Kapıyı kapattığında eve gitmekten başka şansım olmadığını anladım. Eve gitmemek için elimden geleni yapıcaktım ben tehlikedeysem gelirdi dimi?
O zaman tehlikede olucaktım. Telefonumu kapattım üstümdeki montu çıkardım üşedüğümü hissederdi yürümeye başladım.

——————

İçimdeki incecik tişört ile buz gibi soğukta saatlerce yürüdüm hiç bilmediğim sokaklarda onun karşıma çıkması umudu ile yürüdüm sadece küçük adımlarımla saatlerce yürüdüm. Ama gelmedi kocaman adımları olan sevdiğim kadın gelmedi. En sonunda bacaklarımdaki sızıyı hissetmiştim bu daha çok yürüme isteği yaratıyordu. Canımın daha çok yanmasına dayanamadım yakınlarda gördüğüm bir banka oturdum. Kafamı bakın üstüne yaslayıp gözlerimi kapattım. Uykuya dalmak üzereyken ellerimi tutan ellerle hızla gözlerimi açtım. Hyuna gelmişti. Gözyaşlarımı tutamamış sıkıca sarılmıştım hıçkırıklarımı yutarak sesimin titrememesi için dua ederken konuşmuştum.

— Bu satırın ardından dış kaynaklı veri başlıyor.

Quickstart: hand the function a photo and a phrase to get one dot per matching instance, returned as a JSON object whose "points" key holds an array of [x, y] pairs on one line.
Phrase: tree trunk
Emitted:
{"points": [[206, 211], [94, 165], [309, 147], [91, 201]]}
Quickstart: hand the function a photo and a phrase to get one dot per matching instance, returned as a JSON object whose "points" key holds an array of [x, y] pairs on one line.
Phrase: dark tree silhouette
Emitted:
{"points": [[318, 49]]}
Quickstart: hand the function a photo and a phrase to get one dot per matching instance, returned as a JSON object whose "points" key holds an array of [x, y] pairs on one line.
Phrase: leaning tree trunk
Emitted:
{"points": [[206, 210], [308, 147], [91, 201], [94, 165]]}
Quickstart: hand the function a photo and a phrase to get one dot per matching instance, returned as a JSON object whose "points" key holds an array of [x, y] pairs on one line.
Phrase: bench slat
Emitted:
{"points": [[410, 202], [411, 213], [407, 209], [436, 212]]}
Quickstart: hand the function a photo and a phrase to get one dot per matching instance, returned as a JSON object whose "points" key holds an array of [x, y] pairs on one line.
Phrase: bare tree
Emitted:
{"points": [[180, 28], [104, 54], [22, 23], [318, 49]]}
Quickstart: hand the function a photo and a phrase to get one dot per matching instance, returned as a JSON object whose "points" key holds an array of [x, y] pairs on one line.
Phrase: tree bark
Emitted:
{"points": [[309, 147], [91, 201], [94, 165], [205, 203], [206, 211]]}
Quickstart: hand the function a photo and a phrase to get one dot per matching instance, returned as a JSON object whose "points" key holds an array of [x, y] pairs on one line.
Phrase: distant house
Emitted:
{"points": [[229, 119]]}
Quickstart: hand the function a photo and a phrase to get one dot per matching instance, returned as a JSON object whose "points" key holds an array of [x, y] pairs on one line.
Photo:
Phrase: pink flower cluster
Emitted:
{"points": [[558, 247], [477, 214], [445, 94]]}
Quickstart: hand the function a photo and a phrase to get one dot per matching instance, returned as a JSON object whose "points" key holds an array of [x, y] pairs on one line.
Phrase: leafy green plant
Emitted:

"Nerdesin sen kaç gündür?"

Sesimin titremesini asla önleyememiştim. Yavaşça elleri belini sardı.

"Saatlerdir arkandayım."
"Neden seslenmedin?"
"Kendi kendine çok güzel konuşuyordun."

Güldüğünü hissetmiştim. Daha sıkı sarıldım o an sanki uçup gidicek gibiydi.

"Kemiklerim"
"Özür dilerim."

Kollarımı gevşetip kendimi geri çekiceken belimi biraz daha sıkı sardı sanki o da benim gibi hissediyordu.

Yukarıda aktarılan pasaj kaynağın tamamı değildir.